Liquidity spirals may or may not reach the breakdown absorbing state. They can stabilize if prices find a level where margin calls stop, if central banks inject liquidity, or if buyers step in to absorb forced sales. The epidemic can "burn out" partway through if β drops fast enough. This is why some financial crises are contained (LTCM 1998, the 2020 COVID liquidity crunch) and others aren't (2008). The equation is the same, but the parameters are dynamic — and policy can change them mid-crisis in ways that biological epidemics can't.
Recovery and Reinfection
In the simplest gossip model, there's no "un-learning." In finance, recovery is possible — an institution can deleverage, recapitalize, and become healthy again. But it can also be re-infected: the same institution can face another liquidity shock before it has fully recovered. This turns the SIR model into something more like SIS (susceptible-infected-susceptible), where endemic equilibria are possible. Chronic financial instability — decades-long periods of repeated crises — maps to the endemic SIS steady state, not the clean convergence of SIR.
The General Pattern
Strip away the domain-specific details and you're left with a template that appears everywhere:
- Local event triggers a state change in one node
- Contact with neighboring nodes transmits the state change
- Amplification: the newly changed nodes trigger further changes
- Cascade or convergence, depending on whether the transmitted signal is constructive (information) or destructive (distress)

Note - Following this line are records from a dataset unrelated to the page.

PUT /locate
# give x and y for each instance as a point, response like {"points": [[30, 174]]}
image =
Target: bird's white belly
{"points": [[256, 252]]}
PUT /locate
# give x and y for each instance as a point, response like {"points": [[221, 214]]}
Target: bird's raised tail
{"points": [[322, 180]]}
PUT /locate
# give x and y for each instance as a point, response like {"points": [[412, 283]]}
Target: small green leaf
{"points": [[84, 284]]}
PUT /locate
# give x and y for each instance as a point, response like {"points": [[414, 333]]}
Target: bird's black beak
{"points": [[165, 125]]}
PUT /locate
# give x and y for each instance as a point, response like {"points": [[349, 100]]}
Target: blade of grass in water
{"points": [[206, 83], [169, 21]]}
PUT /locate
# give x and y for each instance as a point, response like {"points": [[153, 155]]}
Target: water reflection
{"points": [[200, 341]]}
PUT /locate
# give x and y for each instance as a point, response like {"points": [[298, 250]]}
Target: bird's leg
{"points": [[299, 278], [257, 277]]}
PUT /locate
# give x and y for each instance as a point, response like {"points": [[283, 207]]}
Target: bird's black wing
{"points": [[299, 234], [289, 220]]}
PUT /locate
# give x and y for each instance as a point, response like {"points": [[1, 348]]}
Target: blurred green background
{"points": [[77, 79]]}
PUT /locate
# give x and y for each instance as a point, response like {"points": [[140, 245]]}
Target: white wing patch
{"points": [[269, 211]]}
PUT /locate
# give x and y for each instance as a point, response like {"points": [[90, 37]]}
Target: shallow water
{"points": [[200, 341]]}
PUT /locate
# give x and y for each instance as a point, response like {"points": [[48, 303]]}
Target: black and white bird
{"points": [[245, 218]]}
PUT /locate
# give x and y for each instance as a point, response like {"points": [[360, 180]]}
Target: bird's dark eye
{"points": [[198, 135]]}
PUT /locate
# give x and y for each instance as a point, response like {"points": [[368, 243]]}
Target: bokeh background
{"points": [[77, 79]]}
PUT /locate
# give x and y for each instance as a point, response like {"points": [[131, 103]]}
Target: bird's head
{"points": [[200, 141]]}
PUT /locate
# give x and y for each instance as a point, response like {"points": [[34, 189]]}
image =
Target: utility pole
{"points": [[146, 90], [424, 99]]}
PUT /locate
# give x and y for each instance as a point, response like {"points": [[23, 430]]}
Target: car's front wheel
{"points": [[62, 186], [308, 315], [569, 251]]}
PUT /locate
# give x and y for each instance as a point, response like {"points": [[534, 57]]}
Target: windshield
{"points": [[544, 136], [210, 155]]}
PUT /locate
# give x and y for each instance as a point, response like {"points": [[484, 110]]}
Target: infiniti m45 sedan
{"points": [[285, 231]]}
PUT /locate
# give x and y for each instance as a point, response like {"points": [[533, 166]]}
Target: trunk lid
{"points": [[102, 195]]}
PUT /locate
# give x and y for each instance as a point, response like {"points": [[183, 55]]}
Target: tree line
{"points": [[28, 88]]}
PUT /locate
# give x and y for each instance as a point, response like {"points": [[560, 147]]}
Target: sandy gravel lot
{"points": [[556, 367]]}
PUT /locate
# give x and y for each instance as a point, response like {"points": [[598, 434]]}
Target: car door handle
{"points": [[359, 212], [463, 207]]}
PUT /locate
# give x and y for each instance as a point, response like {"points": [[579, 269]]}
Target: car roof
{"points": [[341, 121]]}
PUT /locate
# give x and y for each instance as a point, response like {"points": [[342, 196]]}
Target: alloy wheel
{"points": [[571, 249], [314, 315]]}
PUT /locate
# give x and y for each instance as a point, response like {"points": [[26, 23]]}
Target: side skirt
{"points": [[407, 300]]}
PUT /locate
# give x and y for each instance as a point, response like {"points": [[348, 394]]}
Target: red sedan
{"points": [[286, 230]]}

You see this in social media (misinformation cascades), supply chains (the bullwhip effect), power grids (cascading blackouts), and distributed databases (partition propagation). The SIR equation or something very close to it shows up every time because the underlying mechanism — local interaction producing global dynamics — is the same.
The lesson isn't that everything is an epidemic. It's that the mathematics of spreading processes is a fundamental tool for understanding any networked system where nodes influence each other. If you can identify β (transmission rate), the threshold function (what causes a node to change state), and the absorbing states (where does the system end up), you can predict the qualitative behavior of the cascade before it happens.
If you're designing a system where participants can "withdraw" — whether that's depositors pulling money, nodes leaving a cluster, sellers flooding a market, or users abandoning a platform — you have a liquidity problem whether or not money is involved. The math doesn't care what's flowing through the network. It only cares about the rate.